13. Sözlerini bozmaları sebebiyle onları lânetledik ve kalplerini katılaştırdık. Onlar kelimelerin yerlerini değiştirirler (kitaplarını tahrif ederler). Kendilerine öğretilen ahkâmın (Tevrat’ın) önemli bir bölümünü de unuttular. İçlerinden pek azı hariç, onlardan daima bir hainlik görürsün. Yine de sen onları affet ve aldırış etme. Şüphesiz Allah iyilik edenleri sever.
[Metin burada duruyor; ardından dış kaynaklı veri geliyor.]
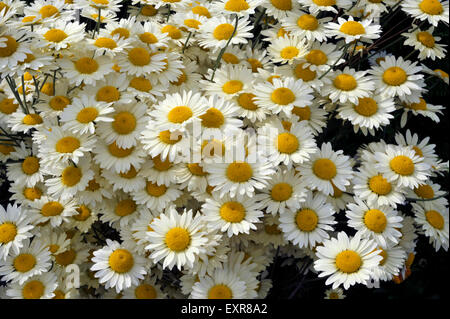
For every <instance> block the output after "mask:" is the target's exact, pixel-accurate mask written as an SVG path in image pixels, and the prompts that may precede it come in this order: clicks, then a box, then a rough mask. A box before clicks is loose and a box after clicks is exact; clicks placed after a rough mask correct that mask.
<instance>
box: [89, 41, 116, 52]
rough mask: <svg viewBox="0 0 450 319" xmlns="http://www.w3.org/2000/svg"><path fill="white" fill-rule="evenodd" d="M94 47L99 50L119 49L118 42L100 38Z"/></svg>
mask: <svg viewBox="0 0 450 319" xmlns="http://www.w3.org/2000/svg"><path fill="white" fill-rule="evenodd" d="M94 45H95V46H96V47H99V48H107V49H110V50H112V49H115V48H116V47H117V43H116V41H114V40H113V39H111V38H98V39H97V40H95V42H94Z"/></svg>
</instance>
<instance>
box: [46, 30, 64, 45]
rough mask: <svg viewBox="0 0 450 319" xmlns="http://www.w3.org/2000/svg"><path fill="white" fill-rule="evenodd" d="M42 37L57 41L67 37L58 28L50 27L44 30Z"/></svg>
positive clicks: (61, 30)
mask: <svg viewBox="0 0 450 319" xmlns="http://www.w3.org/2000/svg"><path fill="white" fill-rule="evenodd" d="M44 38H45V39H46V40H47V41H49V42H55V43H59V42H61V41H63V40H64V39H65V38H67V34H66V33H65V32H64V31H63V30H60V29H50V30H48V31H47V32H45V34H44Z"/></svg>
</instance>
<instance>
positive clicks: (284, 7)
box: [270, 0, 292, 11]
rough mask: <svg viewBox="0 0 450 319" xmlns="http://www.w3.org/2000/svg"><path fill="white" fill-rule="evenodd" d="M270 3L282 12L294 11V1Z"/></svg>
mask: <svg viewBox="0 0 450 319" xmlns="http://www.w3.org/2000/svg"><path fill="white" fill-rule="evenodd" d="M270 3H271V4H272V5H273V6H274V7H275V8H277V9H278V10H282V11H289V10H291V9H292V0H270Z"/></svg>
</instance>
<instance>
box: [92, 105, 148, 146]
mask: <svg viewBox="0 0 450 319" xmlns="http://www.w3.org/2000/svg"><path fill="white" fill-rule="evenodd" d="M114 110H115V112H114V113H112V114H111V117H112V119H113V121H109V122H102V123H99V124H98V127H97V131H98V132H97V133H98V135H99V136H100V137H101V138H102V139H103V140H104V141H105V142H106V143H108V144H111V143H115V144H116V145H117V146H118V147H120V148H130V147H133V146H136V144H137V139H138V137H139V135H140V133H141V131H142V130H143V129H144V127H145V124H146V123H147V122H148V116H146V115H145V114H146V112H147V105H145V104H144V103H135V104H131V105H130V104H121V105H115V106H114Z"/></svg>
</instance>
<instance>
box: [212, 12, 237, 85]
mask: <svg viewBox="0 0 450 319" xmlns="http://www.w3.org/2000/svg"><path fill="white" fill-rule="evenodd" d="M238 21H239V18H238V16H237V15H236V22H235V25H234V30H233V33H232V34H231V36H230V38H229V39H228V41H227V43H226V44H225V46H224V47H223V48H222V50H220V52H219V56H218V57H217V60H216V62H215V63H214V70H213V74H212V75H211V79H209V81H211V82H212V81H213V80H214V75H215V74H216V70H217V67H218V66H219V64H220V61H221V60H222V56H223V54H224V53H225V50H226V49H227V47H228V45H229V44H230V42H231V39H232V38H233V37H234V35H235V34H236V30H237V25H238Z"/></svg>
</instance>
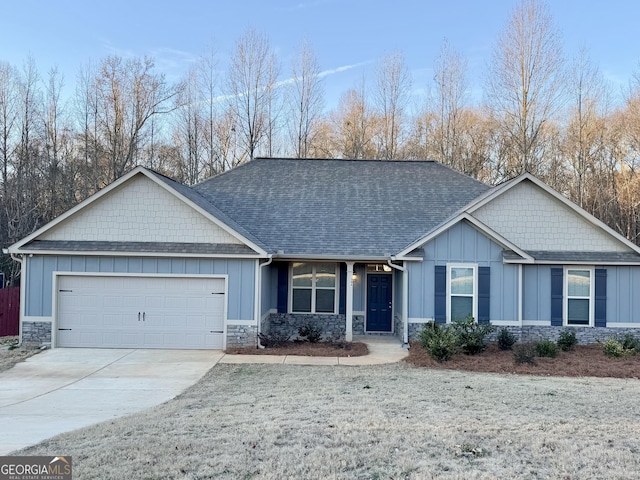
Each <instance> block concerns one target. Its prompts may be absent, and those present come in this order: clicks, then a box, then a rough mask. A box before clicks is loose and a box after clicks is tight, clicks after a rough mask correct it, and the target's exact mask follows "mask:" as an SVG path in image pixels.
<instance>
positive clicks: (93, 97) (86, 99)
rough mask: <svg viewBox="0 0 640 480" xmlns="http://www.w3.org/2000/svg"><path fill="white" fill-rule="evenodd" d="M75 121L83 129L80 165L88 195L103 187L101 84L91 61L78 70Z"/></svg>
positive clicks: (86, 192) (89, 194) (82, 176)
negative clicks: (99, 118) (100, 137)
mask: <svg viewBox="0 0 640 480" xmlns="http://www.w3.org/2000/svg"><path fill="white" fill-rule="evenodd" d="M74 105H75V109H74V110H75V114H76V121H77V123H78V125H79V126H80V129H81V131H80V132H78V135H79V137H80V145H79V147H78V149H79V151H80V152H81V159H79V161H80V162H81V164H80V165H78V166H77V168H78V171H79V172H80V180H81V181H80V193H79V195H80V199H85V198H87V197H88V196H89V195H91V194H93V193H95V192H96V191H97V190H98V189H99V188H100V182H101V178H102V177H103V175H102V173H101V165H100V160H101V158H102V157H103V155H102V154H101V152H102V150H103V149H102V146H101V144H100V141H99V132H98V88H97V84H96V67H95V66H94V65H92V64H91V63H89V64H87V65H85V66H83V67H82V68H81V69H80V72H79V73H78V80H77V83H76V91H75V97H74Z"/></svg>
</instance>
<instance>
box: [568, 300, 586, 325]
mask: <svg viewBox="0 0 640 480" xmlns="http://www.w3.org/2000/svg"><path fill="white" fill-rule="evenodd" d="M567 310H568V312H567V317H568V319H567V321H568V323H569V325H589V300H587V299H586V298H584V299H582V298H580V299H578V298H570V299H568V300H567Z"/></svg>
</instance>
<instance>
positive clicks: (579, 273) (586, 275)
mask: <svg viewBox="0 0 640 480" xmlns="http://www.w3.org/2000/svg"><path fill="white" fill-rule="evenodd" d="M567 277H568V292H567V293H568V294H569V296H570V297H589V296H591V278H590V277H591V272H590V271H589V270H568V271H567Z"/></svg>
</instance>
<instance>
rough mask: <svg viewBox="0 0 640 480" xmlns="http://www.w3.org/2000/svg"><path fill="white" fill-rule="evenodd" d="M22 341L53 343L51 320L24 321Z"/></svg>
mask: <svg viewBox="0 0 640 480" xmlns="http://www.w3.org/2000/svg"><path fill="white" fill-rule="evenodd" d="M22 343H23V344H24V343H27V344H38V345H43V344H49V345H51V322H22Z"/></svg>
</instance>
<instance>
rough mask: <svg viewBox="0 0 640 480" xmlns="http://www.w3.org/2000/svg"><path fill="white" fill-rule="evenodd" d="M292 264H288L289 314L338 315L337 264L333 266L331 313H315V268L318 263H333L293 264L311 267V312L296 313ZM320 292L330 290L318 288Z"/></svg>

Tevrat yalnızca bir nüsha idi. Kimsenin ezberinde de tamamı mevcut değildi. İsrailoğulları Babilliler’e esir düşünce Tevrat nüshası kayboldu. Yıllarca sonra İsrailoğulları esaretten kurtulanca hatırda kalan bazı bölümler yeniden yazıldı. Bugün elde bulunan Tevrat’ta da bu eksik bölümler ile kısmen Hz. Musa’nın hayatı yazılıdır.

14. “Biz hıristiyanlarız” diyenlerden de kesin sözlerini almıştık ama onlar da kendilerine zikredilen (verilen öğütlerin veya Kitab’ın) önemli bir bölümünü unuttular. Bu sebeple kıyamete kadar aralarına düşmanlık ve kin saldık. Yakında Allah onlara yaptıklarını haber verecektir.
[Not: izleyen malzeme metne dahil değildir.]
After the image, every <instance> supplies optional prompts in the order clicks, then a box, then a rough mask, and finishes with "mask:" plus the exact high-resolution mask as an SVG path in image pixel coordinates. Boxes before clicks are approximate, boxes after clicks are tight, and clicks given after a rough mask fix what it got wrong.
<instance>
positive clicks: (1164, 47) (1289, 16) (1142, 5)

İlk hıristiyanlar da yahudilerin amansız takipleri ve işkenceleri karşısında darmadağınık yaşamışlar, Allah tarafından Hz. İsa’ya vahyedilen İncil’i muhafaza edemeyip kaybetmişlerdi. Miladi üçüncü asrın başlarında Roma imparatoru Kostantin’in hıristiyanlığa meyletmesinden sonra rahatlayan hıristiyanlar, mukaddes kitaplarını yazmaya teşebbüs etmişler, bunun neticesinde ortaya, birbirini tutmaz yüzlerce İncil çıkmıştır. Hz. İsa’nın yolundan çıkan, Allah’a verdikleri sözde durmayan hıristiyanlar böylece ihtilafa düşmüş, ayrı dinlermiş gibi mezheblere bölünmüş, asırlarca birbiriyle didişmişlerdir.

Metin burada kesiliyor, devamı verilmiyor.